I pointed toward the club beach but the boatman shook his head, indicating a line of buoys marking the inshore limit for boats. ‘Go around,’ I said. ‘Stay parallel with the shore. I want to catch that board—the one by the point. With the blue sail.’
The boatman headed straight out to sea at ninety degrees to the shore, then swung in a dramatic, heeling arc and put the boat into high gear. The marker buoys lasted less than a quarter of a mile, then we were in open water and closing on Seagull fast.
I wondered if Guerard had been watching, but for the moment it didn’t matter. If we could just get alongside, I knew I could get her into the boat.
I had no intention of hurting her, but I was quite prepared to play rough; there was too much at stake for niceties and her lack of surprise at seeing me had shocked me out of any tender desire to relive old times.
But I hadn’t counted on her determination either.
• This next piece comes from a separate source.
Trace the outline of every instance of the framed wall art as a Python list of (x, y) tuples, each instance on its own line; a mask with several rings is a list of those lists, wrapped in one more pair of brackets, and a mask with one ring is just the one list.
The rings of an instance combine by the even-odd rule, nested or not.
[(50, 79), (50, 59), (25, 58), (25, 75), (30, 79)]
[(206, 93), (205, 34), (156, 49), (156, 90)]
I gave instructions to the boatman to approach her astern, on the windward side, so I’d have room to reach out and grab her if she refused to drop the sail. When she heard the roar of the engine, she turned and glanced over her shoulder, then she started to look around. I could guess what was in her mind. If she went out farther into open water I might not get her immediately, but I had only to circle and wait until she gave up. If she headed around the promontory, I could reach the shore as quickly as she could and there were no inlets small enough to keep the speedboat from following. Her only chance was to head back the way she had come and try to play tag among the other wind-surfers where the speedboat would lose its edge, even supposing I could persuade the boatman to risk losing his license by getting dangerously close to shore.